I hung up the out-of-office sign late last week and met up with my friend Neil Davies for a quick deer hunt on the Pine Ridge Reservation. Davies serves as the marketing manager for Hornady and he wanted to put the company's new American Whitetail line of ammunition to the test on some brawny South Dakota deer. I was on a tight deadline both professionally and personally (I had promised my girlfriend I'd be back for her birthday Saturday), and was counting on Davies' assurance that the deer would cooperate.

What neither he nor I took into account was the affect this year's EHD outbreak would have on the area's deer populations. Davies has hunted the reservation for the past several years, and he and guide Travis Brave Bird noted seeing far fewer deer than in previous years. Despite spending Thursday afternoon glassing the wide expanses of the Badlands, none of us so much as saw the fleeting flash of a white
tail, though mule deer does, fawns and small bucks were in abundance.

We spent Friday in more typical whitetail country, glassing the pine-studded ridges and pushing the coulees near Kyle. Altogether we saw probably less than 20 deer, 6 or 7 of which were mature bucks. Of those, four were locked up with lone does, bedded in thick cover. Early in the afternoon, Brave Bird bumped a buck from its hide, but the buck didn't move far, bedding right back down in the same patch of buckbrush. Only after we jumped the buck while moving in for a shot did the unseen doe stand and run.

At the end of the day, as were making our way to a final stand, a gnarly old buck crossed the trail in front of us 225 yards away. I muffed the first shot, but the deer didn't so much as flinch. I made the most of the second chance, as well as a third, as the buck fled into the timber. We were sure the shots were fatal, but gave the buck several minutes before we followed its trail. Only then did a single doe show herself, fleeing from her bed in the brush.

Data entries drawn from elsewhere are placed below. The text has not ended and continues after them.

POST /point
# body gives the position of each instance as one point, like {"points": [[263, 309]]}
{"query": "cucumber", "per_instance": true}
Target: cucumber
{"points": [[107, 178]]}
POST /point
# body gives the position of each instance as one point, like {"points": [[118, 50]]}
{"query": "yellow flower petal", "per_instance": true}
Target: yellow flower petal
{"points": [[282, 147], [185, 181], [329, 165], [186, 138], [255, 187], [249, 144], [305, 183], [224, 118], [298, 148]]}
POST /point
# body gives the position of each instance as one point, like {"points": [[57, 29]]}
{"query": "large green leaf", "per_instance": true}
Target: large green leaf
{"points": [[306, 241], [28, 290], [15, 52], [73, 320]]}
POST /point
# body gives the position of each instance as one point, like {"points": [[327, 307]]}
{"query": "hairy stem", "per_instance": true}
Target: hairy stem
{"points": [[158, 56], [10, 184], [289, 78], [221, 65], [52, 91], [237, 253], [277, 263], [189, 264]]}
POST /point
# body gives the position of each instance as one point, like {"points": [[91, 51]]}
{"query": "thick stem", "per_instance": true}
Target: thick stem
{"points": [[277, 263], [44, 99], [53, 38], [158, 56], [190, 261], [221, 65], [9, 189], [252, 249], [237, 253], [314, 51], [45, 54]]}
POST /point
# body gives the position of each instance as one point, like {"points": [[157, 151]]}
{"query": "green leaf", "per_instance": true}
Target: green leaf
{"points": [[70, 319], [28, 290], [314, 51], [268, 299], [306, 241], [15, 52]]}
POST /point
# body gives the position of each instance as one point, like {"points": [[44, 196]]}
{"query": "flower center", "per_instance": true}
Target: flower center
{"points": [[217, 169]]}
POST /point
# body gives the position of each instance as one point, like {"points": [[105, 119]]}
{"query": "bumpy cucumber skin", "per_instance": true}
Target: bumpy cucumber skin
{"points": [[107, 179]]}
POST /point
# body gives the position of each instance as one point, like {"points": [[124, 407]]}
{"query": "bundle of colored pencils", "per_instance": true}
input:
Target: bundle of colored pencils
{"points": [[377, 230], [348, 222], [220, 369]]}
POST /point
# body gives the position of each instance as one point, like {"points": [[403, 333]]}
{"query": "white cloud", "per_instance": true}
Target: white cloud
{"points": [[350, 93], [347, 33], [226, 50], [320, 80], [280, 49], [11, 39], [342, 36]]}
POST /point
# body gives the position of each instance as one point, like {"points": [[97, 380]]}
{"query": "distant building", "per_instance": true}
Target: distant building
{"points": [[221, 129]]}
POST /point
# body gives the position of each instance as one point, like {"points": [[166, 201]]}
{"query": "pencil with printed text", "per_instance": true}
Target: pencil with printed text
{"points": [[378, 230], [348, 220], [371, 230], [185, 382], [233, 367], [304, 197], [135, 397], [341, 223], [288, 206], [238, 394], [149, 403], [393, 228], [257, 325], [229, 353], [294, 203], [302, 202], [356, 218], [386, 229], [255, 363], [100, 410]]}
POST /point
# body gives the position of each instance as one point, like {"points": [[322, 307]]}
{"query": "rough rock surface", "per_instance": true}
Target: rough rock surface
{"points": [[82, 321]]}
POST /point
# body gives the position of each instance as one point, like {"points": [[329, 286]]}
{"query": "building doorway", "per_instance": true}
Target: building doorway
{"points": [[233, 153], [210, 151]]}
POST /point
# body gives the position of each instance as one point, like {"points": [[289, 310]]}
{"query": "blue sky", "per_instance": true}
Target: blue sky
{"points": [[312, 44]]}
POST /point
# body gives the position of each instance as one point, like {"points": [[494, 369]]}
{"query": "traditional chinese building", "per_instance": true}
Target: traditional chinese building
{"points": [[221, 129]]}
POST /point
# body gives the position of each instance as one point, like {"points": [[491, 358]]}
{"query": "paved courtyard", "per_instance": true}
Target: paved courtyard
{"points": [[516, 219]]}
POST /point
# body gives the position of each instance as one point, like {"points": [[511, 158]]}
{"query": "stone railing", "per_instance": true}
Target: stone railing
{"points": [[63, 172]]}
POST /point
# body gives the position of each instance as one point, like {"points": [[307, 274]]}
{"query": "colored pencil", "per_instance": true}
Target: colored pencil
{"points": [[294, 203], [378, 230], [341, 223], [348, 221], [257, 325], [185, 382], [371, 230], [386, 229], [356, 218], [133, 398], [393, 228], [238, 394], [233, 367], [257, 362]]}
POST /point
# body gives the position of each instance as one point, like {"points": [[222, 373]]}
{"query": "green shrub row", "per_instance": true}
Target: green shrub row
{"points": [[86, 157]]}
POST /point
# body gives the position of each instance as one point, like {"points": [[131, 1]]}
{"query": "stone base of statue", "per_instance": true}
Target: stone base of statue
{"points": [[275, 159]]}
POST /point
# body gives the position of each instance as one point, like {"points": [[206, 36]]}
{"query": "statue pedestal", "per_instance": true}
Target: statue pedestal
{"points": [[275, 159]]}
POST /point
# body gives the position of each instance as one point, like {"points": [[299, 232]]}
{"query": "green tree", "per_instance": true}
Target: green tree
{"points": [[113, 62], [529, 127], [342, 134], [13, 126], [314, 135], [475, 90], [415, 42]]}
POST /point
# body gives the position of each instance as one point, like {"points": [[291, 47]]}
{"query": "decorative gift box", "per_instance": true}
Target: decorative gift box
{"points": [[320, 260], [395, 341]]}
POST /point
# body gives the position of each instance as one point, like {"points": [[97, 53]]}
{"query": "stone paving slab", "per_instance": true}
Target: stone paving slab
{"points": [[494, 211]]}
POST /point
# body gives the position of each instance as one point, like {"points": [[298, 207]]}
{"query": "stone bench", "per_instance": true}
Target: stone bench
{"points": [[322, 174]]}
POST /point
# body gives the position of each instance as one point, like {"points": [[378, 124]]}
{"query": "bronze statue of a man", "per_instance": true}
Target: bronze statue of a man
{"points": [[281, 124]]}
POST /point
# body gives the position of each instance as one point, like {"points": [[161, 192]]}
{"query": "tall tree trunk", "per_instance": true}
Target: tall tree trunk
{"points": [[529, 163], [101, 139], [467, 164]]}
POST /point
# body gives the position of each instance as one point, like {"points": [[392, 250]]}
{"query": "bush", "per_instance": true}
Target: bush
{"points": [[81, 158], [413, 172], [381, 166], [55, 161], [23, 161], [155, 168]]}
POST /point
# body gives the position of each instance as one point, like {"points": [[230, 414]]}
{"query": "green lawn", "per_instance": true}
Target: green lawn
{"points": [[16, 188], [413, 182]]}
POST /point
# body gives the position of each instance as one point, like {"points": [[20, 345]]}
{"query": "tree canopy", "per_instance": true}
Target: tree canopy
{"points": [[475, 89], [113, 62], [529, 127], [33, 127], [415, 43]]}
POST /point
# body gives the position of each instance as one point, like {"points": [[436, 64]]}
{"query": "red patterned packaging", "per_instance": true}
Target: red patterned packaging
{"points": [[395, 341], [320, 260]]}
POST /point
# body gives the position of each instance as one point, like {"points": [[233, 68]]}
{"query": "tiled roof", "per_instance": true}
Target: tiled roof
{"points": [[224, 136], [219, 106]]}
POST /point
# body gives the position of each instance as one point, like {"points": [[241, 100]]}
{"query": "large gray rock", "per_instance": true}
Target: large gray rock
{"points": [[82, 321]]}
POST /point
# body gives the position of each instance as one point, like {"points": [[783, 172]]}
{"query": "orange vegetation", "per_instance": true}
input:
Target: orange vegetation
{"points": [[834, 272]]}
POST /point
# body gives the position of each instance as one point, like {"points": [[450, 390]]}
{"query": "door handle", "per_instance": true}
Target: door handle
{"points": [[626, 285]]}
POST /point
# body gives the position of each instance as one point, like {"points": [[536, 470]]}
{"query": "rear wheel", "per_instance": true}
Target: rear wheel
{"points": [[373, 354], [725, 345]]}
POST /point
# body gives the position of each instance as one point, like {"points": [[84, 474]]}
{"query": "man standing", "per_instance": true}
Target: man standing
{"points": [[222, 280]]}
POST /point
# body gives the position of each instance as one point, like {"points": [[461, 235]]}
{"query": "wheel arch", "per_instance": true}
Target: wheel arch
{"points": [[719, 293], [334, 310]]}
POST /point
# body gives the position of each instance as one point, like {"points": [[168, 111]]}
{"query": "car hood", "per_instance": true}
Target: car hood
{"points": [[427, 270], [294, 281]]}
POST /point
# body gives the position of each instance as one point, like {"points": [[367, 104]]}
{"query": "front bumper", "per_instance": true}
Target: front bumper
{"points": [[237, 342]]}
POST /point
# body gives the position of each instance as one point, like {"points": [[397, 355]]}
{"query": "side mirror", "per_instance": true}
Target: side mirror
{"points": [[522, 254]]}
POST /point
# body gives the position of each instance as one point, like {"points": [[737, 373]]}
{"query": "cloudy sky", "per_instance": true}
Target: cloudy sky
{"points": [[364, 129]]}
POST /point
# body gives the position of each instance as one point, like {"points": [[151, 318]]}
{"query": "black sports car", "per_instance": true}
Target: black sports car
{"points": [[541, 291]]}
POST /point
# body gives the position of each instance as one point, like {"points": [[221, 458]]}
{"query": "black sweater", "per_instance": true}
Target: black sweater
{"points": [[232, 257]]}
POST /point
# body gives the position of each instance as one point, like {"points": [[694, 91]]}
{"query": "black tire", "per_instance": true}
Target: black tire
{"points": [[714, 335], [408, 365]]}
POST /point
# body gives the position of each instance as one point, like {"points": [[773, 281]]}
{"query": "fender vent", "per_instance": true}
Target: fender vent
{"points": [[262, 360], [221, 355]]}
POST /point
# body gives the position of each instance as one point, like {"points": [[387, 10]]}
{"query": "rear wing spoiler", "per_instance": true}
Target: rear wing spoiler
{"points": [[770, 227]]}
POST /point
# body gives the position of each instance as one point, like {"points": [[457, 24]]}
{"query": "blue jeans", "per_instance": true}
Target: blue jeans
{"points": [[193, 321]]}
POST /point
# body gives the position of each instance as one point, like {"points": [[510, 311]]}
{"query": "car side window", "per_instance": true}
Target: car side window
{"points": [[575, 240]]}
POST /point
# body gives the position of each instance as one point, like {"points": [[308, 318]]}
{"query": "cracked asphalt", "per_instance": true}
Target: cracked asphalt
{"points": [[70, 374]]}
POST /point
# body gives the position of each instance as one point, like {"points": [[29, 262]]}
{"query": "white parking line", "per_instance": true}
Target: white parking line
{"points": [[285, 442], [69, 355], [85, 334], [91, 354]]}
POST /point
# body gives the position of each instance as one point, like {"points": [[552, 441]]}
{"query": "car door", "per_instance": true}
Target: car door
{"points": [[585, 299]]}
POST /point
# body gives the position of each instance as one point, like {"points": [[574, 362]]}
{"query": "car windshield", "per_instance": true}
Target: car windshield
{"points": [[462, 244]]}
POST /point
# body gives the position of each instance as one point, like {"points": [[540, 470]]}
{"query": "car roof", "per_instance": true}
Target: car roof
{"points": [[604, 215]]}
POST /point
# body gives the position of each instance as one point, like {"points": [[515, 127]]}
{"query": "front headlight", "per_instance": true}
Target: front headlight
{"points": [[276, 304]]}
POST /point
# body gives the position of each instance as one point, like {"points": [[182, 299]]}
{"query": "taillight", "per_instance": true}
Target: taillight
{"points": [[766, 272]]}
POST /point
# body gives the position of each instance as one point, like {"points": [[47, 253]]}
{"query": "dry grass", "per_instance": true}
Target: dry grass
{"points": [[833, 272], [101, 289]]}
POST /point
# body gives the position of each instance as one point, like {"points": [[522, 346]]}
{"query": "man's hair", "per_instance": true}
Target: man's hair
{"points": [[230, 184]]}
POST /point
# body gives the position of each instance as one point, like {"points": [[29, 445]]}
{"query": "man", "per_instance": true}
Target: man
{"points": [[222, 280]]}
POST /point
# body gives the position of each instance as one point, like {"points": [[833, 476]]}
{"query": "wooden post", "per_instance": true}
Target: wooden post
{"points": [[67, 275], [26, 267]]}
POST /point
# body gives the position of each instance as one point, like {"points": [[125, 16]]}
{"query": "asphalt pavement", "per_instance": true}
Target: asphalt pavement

My deer (that's me in the green shirt at the top of the page), along with the wide-antlered bachelor buck Davies killed (above) earlier in the day, were incredibly lean, evidence of the effects of the rut. Considering there are relatively few deer in the area, I'd bet these bucks are cruising wide expanses, fighting aggressively and running does hard in the drive to breed. And when one finally gets a doe to stand, they're obviously reluctant to leave her side.